When an Agent Loop Becomes a Control Tower

Complex AI agents rarely fail because of a single prompt or a single tool. They fail in the space between those pieces: the loops, the decisions, and the orchestration that glues everything together. In crewAI, that glue lives inside CrewAgentExecutor, a surprisingly rich class that turns raw LLMs and tools into reliable agents. I'm Mahmoud Zalt, an AI solutions architect, and we’ll walk through how this executor behaves like a control tower for your agents — and what we can reuse from its design when building our own orchestration code.

Setting the scene

We’re examining how crewAI runs a single agent to completion. crewAI is an orchestration framework for LLM‑powered agents; it doesn’t try to be an LLM or a tool library itself. At the center of its agents layer is CrewAgentExecutor, a class whose job is to decide when to call the LLM, when to call tools, how to handle errors, and when to stop.

project-root/
  lib/
    crewai/
      src/
        crewai/
          agents/
            base_agent_executor.py   # Base lifecycle and shared logic
            crew_agent_executor.py   # This file: orchestrates agent + tools + LLM
          core/
            providers/
              human_input.py         # Human feedback provider used here
          events/
            event_bus.py             # crewai_event_bus observed by executor
            types/
              logging_events.py      # AgentLogsStartedEvent, AgentLogsExecutionEvent
              tool_usage_events.py   # ToolUsage* events from tool execution
          utilities/
            agent_utils.py           # LLM response helpers, context handling
            file_store.py            # get_all_files/aget_all_files for multimodal
            training_handler.py      # CrewTrainingHandler for TRAINING_DATA_FILE
            tool_utils.py            # execute_tool_and_check_finality, async variant
            i18n.py                  # I18N_DEFAULT for prompts and tool names

CrewAgentExecutor sits in the middle of the agents layer, orchestrating many utilities.

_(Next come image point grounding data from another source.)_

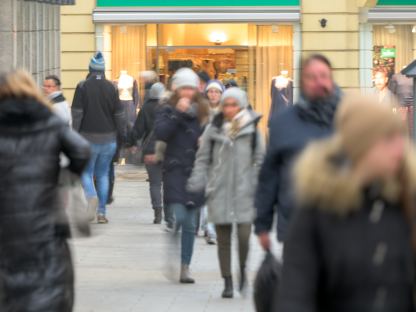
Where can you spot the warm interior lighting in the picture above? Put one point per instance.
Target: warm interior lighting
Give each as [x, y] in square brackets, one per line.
[218, 37]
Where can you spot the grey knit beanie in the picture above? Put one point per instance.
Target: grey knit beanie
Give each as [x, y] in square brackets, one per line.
[156, 91]
[236, 93]
[185, 77]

At a high level, a run looks like this:

invoke/ainvoke is called with a dict of inputs.
Prompts are formatted, multimodal files attached, and an initial message history is built.
A main loop runs: call the LLM, interpret the result as either an AgentAction (use a tool) or AgentFinish (we’re done).
Tool calls are executed, results logged and appended to messages.
Human feedback and training data are optionally captured.

This is not a thin wrapper around an LLM. It’s the control tower for a single agent: it decides who talks when, tracks shared history, enforces limits, and tells everyone when the flight is over.

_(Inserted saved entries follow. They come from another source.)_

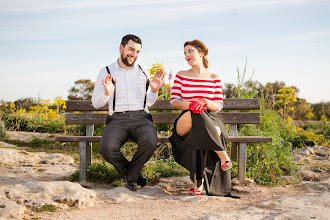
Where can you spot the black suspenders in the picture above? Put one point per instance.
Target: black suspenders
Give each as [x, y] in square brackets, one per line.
[147, 86]
[114, 83]
[114, 92]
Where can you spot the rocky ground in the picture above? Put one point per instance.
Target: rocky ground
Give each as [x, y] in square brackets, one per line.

The agent loop as a control tower

Once the executor is wired up, the core question becomes: how does this control tower make sure a conversation actually lands? That logic lives in the agent loop.

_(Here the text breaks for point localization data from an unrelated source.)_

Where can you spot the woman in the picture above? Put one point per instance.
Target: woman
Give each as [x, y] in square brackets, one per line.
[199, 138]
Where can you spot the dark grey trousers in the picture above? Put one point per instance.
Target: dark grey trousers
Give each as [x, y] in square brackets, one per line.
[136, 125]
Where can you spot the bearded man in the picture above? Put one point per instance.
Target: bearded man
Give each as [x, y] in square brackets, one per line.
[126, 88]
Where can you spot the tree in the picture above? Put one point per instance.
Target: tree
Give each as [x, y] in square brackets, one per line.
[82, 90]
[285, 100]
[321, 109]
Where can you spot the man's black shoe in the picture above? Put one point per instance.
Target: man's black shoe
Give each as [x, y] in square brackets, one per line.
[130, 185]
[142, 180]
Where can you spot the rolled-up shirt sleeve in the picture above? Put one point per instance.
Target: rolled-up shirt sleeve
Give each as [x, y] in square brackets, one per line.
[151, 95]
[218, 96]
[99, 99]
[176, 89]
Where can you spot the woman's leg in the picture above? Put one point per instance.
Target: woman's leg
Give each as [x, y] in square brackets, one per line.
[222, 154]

The first decision in each run is whether to use native function calling or a ReAct‑style text protocol. The executor chooses a strategy up front:

def _invoke_loop(self) -> AgentFinish:
    """Execute agent loop until completion."""
    use_native_tools = (
        hasattr(self.llm, "supports_function_calling")
        and callable(getattr(self.llm, "supports_function_calling", None))
        and self.llm.supports_function_calling()
        and self.original_tools
    )

    if use_native_tools:
        return self._invoke_loop_native_tools()

    return self._invoke_loop_react()

One executor, two strategies: native tools vs ReAct.

This is a straightforward Strategy pattern: the goal (“run the agent to completion”) is fixed, but the algorithm depends on LLM capabilities. The rest of the class is structured around this switch.

The ReAct path exposes the full machinery of the control tower:

def _invoke_loop_react(self) -> AgentFinish:
    formatted_answer = None
    while not isinstance(formatted_answer, AgentFinish):
        try:
            if has_reached_max_iterations(self.iterations, self.max_iter):
                formatted_answer = handle_max_iterations_exceeded(
                    formatted_answer,
                    printer=PRINTER,
                    messages=self.messages,
                    llm=cast("BaseLLM", self.llm),
                    callbacks=self.callbacks,
                    verbose=self.agent.verbose,
                )
                break

            enforce_rpm_limit(self.request_within_rpm_limit)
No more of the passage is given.